The streak is over now. This is a new era.
UMBC became the first No. 16 seed to beat a No. 1 seed when during the 2018 NCAA Tournament the Retrievers upset the top overall seed Virginia Cavaliers. It wasn't even close. UMBC won by 20, 74-54, and delivered a result no other bottom seed had since the tournament field expanded to 64 teams in 1985. No. 1 seeds are now 135-1.
Xavier became the 19th No. 1 seed to exit the tournament in the Round of 32.
The two losses, far different from the Final Four trips by the other two No. 1 seeds, Villanova and Kansas, proved stark reminders of the scares top seeds have experienced in the past.
Take the 1989 tournament for instance when not one but two No. 1 seeds — Georgetown and Oklahoma — barely escaped the opening round. The Hoyas and Sooners defeated Princeton and East Tennessee State, respectively, by a single point. A year later, Michigan State found itself in a similar position before eventually defeating Murray State, 75-71, in overtime.

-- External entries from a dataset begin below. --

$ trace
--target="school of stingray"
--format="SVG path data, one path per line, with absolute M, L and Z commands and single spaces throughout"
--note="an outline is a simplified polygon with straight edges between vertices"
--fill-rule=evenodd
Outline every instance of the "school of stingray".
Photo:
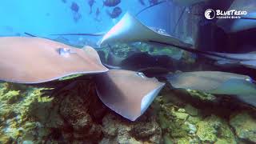
M 230 9 L 233 8 L 231 6 Z M 250 18 L 255 15 L 255 12 L 251 10 L 248 13 L 244 19 L 230 22 L 221 20 L 217 23 L 229 33 L 256 28 L 255 19 Z M 182 39 L 143 25 L 129 13 L 102 36 L 98 45 L 102 46 L 117 42 L 172 46 L 218 63 L 256 69 L 254 53 L 227 54 L 198 50 L 194 46 Z M 38 37 L 1 37 L 0 49 L 1 80 L 38 84 L 58 81 L 73 74 L 92 76 L 102 102 L 131 121 L 143 114 L 165 86 L 156 78 L 148 78 L 140 71 L 102 64 L 97 51 L 88 46 L 78 49 Z M 222 71 L 191 71 L 166 74 L 165 78 L 174 89 L 226 94 L 238 98 L 241 102 L 256 106 L 256 85 L 247 75 Z

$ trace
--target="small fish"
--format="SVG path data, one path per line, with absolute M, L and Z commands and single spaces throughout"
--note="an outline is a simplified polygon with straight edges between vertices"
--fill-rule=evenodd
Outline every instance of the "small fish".
M 92 13 L 92 7 L 93 7 L 94 3 L 95 3 L 94 0 L 89 0 L 88 1 L 88 5 L 90 6 L 90 13 L 89 14 Z
M 79 6 L 78 6 L 78 5 L 76 2 L 73 2 L 72 4 L 71 4 L 70 9 L 71 9 L 73 11 L 76 12 L 76 13 L 78 13 L 78 12 L 79 11 Z
M 122 9 L 118 6 L 113 9 L 112 12 L 106 11 L 111 18 L 116 18 L 122 14 Z
M 114 7 L 118 6 L 121 2 L 121 0 L 105 0 L 103 1 L 103 6 Z
M 142 6 L 145 6 L 145 2 L 144 0 L 138 0 L 139 3 L 142 4 Z

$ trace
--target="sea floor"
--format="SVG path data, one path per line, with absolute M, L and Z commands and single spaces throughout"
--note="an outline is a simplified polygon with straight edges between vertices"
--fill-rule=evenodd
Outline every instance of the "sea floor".
M 130 122 L 105 106 L 93 84 L 71 86 L 0 83 L 0 143 L 256 142 L 255 110 L 229 98 L 166 86 Z

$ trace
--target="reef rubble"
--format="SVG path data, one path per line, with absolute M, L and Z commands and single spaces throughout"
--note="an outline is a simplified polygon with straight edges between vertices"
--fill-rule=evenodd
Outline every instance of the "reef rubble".
M 0 143 L 256 142 L 253 109 L 234 109 L 207 94 L 166 86 L 130 122 L 105 106 L 94 86 L 78 82 L 53 91 L 0 83 Z

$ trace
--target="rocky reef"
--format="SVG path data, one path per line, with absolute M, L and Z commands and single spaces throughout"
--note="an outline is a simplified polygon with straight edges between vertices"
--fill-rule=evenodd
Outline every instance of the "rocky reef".
M 90 80 L 59 88 L 0 83 L 0 143 L 254 143 L 255 110 L 166 86 L 135 122 L 105 106 Z

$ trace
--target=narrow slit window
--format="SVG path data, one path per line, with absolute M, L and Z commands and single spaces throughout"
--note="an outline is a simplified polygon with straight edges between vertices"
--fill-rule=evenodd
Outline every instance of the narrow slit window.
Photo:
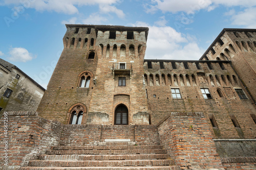
M 173 99 L 181 99 L 181 95 L 180 94 L 179 89 L 172 88 L 171 89 L 171 91 Z

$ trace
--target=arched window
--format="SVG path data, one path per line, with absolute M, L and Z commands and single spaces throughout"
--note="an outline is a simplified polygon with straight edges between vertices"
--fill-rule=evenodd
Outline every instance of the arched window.
M 82 123 L 83 114 L 83 112 L 82 110 L 80 111 L 78 114 L 77 114 L 76 110 L 74 110 L 71 114 L 70 124 L 80 125 L 81 123 Z
M 119 105 L 115 111 L 115 125 L 128 125 L 128 109 L 123 105 Z
M 224 97 L 224 95 L 223 95 L 223 94 L 222 93 L 222 92 L 221 92 L 221 90 L 220 89 L 217 89 L 217 92 L 218 92 L 218 94 L 219 94 L 219 96 L 220 96 L 220 98 L 223 98 Z
M 89 56 L 88 56 L 88 59 L 94 59 L 94 56 L 95 55 L 95 53 L 94 52 L 91 52 L 89 54 Z
M 88 76 L 86 78 L 86 88 L 89 88 L 90 81 L 91 81 L 91 77 Z

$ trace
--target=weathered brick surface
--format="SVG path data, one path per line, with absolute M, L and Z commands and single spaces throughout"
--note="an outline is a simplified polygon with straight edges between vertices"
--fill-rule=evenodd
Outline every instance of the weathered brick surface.
M 158 131 L 161 144 L 181 169 L 223 169 L 202 113 L 172 112 Z

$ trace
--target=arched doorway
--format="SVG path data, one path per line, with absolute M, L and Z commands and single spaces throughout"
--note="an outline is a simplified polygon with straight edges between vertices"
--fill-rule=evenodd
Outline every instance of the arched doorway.
M 125 106 L 120 105 L 116 108 L 115 125 L 128 125 L 128 109 Z

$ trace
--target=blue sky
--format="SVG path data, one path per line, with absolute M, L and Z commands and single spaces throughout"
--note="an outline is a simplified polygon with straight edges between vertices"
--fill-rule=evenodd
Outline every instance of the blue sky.
M 148 27 L 145 58 L 198 60 L 223 28 L 256 29 L 256 1 L 0 0 L 0 57 L 46 88 L 65 23 Z

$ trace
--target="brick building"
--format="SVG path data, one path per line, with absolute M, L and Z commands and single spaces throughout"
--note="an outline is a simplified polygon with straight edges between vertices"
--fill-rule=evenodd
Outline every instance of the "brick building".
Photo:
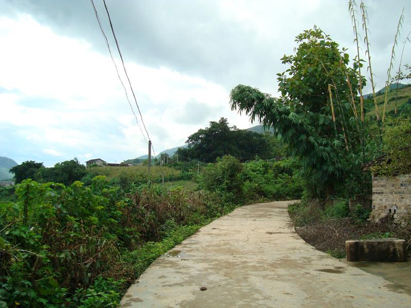
M 373 176 L 372 207 L 375 220 L 388 213 L 397 218 L 411 213 L 411 175 Z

Purdue survived a scare in 1996 from the Western Carolina Catamounts, winning 73-71.
ALL-TIME BEST: Coach K sets record for career wins
While no other teams have come down to a single possession, there have been some memorable games in the past that have been decided by single digits. Both Syracuse in 2012 and Kansas in 2013 survived tough contests from No. 16 seeds, defeating UNC-Asheville and Western Kentucky, respectively, by seven points.

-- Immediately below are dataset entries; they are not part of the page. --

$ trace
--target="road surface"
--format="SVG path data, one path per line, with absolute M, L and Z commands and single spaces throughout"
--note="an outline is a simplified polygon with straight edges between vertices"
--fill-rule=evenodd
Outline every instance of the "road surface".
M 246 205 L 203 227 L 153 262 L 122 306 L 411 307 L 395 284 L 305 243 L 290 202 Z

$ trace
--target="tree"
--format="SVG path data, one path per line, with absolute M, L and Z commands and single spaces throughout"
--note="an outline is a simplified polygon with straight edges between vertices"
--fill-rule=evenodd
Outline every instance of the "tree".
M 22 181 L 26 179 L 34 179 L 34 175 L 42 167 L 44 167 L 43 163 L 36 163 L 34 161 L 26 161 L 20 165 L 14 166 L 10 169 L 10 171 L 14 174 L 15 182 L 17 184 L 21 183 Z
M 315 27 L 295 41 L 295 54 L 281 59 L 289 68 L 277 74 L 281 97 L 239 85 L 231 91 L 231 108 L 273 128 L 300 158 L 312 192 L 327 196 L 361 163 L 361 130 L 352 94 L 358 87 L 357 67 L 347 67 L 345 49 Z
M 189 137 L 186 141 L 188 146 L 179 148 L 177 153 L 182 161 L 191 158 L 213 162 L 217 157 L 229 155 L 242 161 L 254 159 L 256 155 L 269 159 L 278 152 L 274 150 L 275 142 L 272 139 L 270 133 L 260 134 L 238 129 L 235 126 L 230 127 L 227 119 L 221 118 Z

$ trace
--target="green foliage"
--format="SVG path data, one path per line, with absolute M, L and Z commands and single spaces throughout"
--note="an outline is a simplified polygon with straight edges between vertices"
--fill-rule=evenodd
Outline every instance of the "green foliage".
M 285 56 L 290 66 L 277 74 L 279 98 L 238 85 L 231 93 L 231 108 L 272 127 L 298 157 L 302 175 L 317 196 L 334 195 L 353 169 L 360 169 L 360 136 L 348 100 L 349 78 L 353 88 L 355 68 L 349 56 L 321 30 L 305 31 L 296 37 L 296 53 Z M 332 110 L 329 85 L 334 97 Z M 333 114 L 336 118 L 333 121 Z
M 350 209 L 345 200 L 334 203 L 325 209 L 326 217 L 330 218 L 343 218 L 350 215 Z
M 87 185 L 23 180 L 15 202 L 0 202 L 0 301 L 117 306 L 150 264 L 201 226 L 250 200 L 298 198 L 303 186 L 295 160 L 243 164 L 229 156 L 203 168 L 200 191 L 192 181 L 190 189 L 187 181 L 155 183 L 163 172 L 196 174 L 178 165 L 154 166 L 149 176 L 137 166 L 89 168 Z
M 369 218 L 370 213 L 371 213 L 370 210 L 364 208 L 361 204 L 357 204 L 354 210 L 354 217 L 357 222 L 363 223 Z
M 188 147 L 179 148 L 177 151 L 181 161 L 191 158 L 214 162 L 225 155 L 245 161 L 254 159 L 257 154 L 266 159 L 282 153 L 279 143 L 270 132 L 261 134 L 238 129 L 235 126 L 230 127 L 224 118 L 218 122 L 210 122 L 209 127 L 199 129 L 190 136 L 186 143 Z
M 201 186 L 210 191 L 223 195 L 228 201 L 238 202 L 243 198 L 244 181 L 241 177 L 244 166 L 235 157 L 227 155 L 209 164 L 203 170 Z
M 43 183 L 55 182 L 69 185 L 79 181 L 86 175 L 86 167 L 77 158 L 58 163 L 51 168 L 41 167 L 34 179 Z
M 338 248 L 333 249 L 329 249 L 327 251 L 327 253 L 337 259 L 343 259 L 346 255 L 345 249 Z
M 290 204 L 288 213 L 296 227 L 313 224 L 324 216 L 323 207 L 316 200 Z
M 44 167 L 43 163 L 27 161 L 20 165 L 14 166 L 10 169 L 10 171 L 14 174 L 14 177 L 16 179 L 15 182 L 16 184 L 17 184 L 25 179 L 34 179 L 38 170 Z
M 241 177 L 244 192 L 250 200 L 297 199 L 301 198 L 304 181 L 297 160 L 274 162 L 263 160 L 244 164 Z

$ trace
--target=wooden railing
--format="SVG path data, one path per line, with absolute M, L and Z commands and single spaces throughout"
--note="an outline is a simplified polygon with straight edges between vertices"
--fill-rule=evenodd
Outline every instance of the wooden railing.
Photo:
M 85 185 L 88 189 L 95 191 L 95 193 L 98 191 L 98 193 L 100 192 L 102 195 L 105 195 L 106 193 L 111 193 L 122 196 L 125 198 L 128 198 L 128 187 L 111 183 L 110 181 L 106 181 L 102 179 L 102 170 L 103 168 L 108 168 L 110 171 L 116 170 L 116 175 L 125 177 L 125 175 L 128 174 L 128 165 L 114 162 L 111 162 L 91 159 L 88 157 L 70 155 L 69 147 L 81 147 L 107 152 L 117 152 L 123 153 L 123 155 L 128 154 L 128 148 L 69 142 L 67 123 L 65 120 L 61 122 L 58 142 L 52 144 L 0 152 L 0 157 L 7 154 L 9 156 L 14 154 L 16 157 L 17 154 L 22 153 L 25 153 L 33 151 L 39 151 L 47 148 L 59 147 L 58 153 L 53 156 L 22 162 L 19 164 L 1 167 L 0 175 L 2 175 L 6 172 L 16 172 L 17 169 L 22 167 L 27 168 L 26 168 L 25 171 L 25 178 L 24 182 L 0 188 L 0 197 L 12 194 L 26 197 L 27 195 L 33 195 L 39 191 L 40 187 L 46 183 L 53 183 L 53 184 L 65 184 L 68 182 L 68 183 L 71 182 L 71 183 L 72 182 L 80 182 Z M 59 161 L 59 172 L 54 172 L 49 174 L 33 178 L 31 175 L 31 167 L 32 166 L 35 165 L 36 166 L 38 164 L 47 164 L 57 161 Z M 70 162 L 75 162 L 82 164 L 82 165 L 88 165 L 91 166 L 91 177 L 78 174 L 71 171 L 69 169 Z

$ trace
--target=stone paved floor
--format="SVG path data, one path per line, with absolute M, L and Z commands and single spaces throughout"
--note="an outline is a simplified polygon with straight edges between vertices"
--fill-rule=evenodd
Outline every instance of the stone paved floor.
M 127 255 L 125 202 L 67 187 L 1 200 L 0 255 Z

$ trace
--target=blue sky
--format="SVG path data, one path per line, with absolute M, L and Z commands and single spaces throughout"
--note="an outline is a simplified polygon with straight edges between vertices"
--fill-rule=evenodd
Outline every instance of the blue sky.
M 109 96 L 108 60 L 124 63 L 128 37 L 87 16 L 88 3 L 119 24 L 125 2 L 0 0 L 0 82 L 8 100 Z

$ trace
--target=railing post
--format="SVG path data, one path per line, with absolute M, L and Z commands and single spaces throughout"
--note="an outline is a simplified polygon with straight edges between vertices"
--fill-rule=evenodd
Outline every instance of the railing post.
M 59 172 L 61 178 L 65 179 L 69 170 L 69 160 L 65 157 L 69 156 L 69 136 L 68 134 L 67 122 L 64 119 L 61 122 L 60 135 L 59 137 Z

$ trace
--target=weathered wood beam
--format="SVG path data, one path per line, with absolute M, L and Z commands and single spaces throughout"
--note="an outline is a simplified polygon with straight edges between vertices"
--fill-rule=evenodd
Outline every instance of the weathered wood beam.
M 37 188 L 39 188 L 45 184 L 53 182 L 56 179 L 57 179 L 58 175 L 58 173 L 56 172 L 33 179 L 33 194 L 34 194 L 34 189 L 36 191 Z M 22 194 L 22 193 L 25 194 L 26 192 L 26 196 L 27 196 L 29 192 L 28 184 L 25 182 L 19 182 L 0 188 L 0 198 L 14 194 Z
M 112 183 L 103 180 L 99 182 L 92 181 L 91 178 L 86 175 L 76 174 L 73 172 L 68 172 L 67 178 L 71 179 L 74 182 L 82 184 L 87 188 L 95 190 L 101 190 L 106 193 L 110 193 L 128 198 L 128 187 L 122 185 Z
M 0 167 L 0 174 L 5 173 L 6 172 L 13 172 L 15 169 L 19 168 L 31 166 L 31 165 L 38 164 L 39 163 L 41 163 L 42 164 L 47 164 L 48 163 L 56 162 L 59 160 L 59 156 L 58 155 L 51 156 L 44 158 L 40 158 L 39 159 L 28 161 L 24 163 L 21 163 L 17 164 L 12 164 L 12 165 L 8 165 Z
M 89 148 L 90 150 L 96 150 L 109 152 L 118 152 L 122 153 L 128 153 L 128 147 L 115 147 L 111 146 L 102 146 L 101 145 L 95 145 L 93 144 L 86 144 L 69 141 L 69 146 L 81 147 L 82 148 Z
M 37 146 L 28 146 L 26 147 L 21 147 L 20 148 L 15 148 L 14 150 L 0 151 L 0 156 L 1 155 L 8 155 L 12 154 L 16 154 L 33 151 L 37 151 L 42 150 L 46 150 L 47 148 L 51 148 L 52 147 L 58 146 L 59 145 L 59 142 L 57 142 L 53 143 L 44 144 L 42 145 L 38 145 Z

Now, No. 1 seeds may often appear to have it easy in the opening round, but the rest of the tournament could go either way. Despite the dominating numbers, 2008 remains the only year the Final Four has been comprised of all No. 1 seeds. Last season, Villanova and Kansas faced off in the Final Four and Villanova won the national championship. Only seven title games since expansion have been a 1-v-1.